Das Stadtfest Waldkraiburg, das traditionell am dritten Wochenende im Juni statt­fin­det, ist ⭲ ab­ge­sagt. Bür­ger­meis­ter Robert Pötzsch (UWG) be­dauert dies. Doch „obers­tes Ziel“ müs­se ein sta­bi­ler Haus­halt sein. Das be­stimmt im­mer­hin die Ge­mein­de­ord­nung für den Frei­staat Bayern. Erst wenn der Er­geb­nis­haus­halt aus­ge­gli­chen sei, könn­ten Pla­nun­gen wie die zum Neu­bau des Rat­hau­ses und zur Sa­nie­rung des Wald­ba­des an­ge­gan­gen wer­den, er­läu­tert Pötzsch. Ziel: Bis Jah­res­mit­te soll der städ­ti­sche Haus­halt be­schlos­sen sein. Heißt für das Wald­bad: Die Pfor­ten blei­ben die­ses Jahr geschlossen.

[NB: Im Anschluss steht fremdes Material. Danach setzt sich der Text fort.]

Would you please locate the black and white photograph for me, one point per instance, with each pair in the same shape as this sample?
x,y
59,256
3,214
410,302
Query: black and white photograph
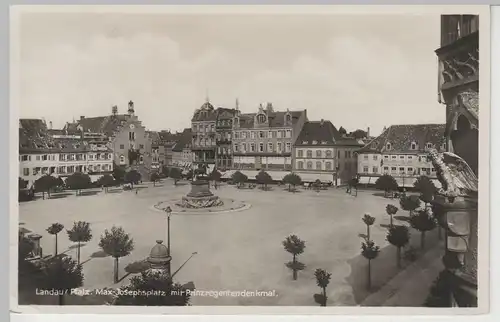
x,y
250,156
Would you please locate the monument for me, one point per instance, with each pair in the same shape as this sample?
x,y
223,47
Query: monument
x,y
200,196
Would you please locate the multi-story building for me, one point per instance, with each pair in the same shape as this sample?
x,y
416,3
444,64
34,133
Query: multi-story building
x,y
401,152
204,143
182,156
264,140
223,127
321,152
58,153
458,58
126,137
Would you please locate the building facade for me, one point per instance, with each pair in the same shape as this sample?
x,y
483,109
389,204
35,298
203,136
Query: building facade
x,y
223,127
401,152
264,140
458,58
322,152
126,137
204,143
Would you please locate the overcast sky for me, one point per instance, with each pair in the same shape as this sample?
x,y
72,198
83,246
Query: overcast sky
x,y
354,70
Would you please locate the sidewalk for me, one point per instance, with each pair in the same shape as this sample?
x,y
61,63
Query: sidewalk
x,y
412,285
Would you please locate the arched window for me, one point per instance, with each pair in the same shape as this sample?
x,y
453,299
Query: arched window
x,y
261,118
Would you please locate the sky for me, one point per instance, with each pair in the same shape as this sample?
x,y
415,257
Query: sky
x,y
357,71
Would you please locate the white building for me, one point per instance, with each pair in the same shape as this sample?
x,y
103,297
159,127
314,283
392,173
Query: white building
x,y
61,155
401,152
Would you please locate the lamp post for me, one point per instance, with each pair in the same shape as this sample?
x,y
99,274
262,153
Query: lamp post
x,y
168,210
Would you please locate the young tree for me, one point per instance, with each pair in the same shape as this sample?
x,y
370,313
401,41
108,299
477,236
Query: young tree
x,y
116,243
118,173
409,203
322,280
263,178
154,177
369,251
398,236
163,291
133,177
369,221
239,178
422,222
387,183
292,179
176,174
391,211
106,181
295,246
78,181
55,229
62,274
80,233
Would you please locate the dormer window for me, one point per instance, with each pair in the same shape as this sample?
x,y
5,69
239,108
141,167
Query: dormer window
x,y
261,118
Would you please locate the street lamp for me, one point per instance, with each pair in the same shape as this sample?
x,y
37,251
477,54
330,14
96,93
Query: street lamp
x,y
168,210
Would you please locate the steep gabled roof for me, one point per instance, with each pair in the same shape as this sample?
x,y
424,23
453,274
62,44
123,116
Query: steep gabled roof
x,y
401,137
321,132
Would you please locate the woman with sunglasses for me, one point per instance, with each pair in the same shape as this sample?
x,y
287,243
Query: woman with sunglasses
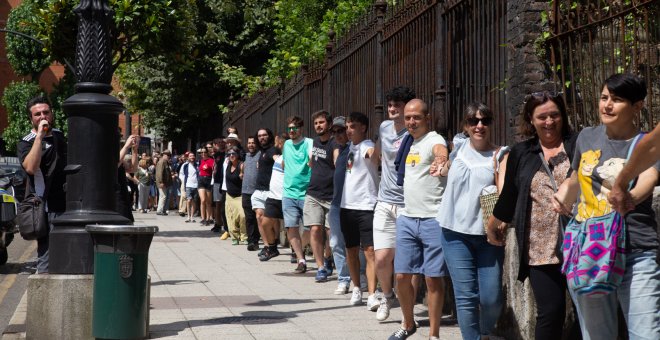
x,y
524,200
474,265
204,187
600,154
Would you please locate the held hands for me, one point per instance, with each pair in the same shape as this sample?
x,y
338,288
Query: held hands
x,y
439,167
495,232
620,199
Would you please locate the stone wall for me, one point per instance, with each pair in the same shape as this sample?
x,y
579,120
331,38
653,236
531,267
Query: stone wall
x,y
527,73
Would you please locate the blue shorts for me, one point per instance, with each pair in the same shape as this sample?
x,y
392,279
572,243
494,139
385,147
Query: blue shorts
x,y
418,247
191,193
293,212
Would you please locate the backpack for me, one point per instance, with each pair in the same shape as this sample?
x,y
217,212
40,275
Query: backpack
x,y
185,173
595,251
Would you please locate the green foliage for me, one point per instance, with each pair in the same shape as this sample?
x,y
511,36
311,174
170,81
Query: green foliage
x,y
15,97
25,56
141,28
301,30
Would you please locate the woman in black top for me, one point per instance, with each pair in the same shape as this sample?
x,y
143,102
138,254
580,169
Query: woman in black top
x,y
234,199
525,201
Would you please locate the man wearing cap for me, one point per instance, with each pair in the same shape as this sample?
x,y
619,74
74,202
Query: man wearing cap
x,y
231,141
319,194
262,186
163,182
249,171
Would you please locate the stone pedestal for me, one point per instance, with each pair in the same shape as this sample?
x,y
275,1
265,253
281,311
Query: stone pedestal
x,y
59,307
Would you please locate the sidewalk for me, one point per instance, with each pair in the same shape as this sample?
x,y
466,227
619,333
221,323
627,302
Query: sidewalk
x,y
205,288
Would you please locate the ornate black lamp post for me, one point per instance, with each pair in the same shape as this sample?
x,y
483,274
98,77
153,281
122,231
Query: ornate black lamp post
x,y
93,145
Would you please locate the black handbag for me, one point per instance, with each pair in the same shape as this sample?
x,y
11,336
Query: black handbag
x,y
32,218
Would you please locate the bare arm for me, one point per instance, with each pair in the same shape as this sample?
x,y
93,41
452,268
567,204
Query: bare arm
x,y
440,165
32,161
566,195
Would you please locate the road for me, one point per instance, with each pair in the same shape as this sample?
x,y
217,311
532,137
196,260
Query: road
x,y
13,276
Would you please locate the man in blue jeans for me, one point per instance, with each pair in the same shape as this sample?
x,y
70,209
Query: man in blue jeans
x,y
340,156
418,234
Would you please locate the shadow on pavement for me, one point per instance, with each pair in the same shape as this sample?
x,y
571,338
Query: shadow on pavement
x,y
186,233
177,282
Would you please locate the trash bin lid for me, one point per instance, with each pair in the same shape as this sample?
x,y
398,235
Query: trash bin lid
x,y
121,229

Dabei waren die letzten fünf Jahre schon turbulent: Die 2018 ge­führ­te De­bat­te über die Zu­kunft des Frei­ba­des hat­te im Zuge der ⭲ Bür­ger­be­geh­ren in Waldkraiburg und Aschau a.Inn zum ⭲ Er­geb­nis, dass an­stel­le des Baus ei­nes in­ter­kom­mu­na­len Schwimm­ba­des die be­ste­hen­de Sport­stät­te am jet­zi­gen Stand­ort er­hal­ten blieb und sa­niert wird. So feier­te der ⭲ För­der­ver­ein Wald­bad Waldkraiburg e. V. (FöVeWW) im Jahr 2021 froh­ge­mut ⭲ das 50-jäh­ri­ge Be­ste­hen der An­la­ge, die er auch in der ⭲ Corona-Krise nach Kräf­ten un­ter­stütz­te. Doch in der „haus­halts­lo­sen Zeit“ darf die Stadt keine neuen Kre­di­te auf­neh­men. „Es geht da­rum, un­se­re Aus­ga­ben zu sen­ken“, er­klärt Pötzsch bün­dig. FöVeWW-Vor­stands­mit­glied Jürgen Zabelt be­tont in­des die Wich­tig­keit ei­nes öf­fent­li­chen Bades in der zweit­größ­ten Stadt Südostoberbayerns.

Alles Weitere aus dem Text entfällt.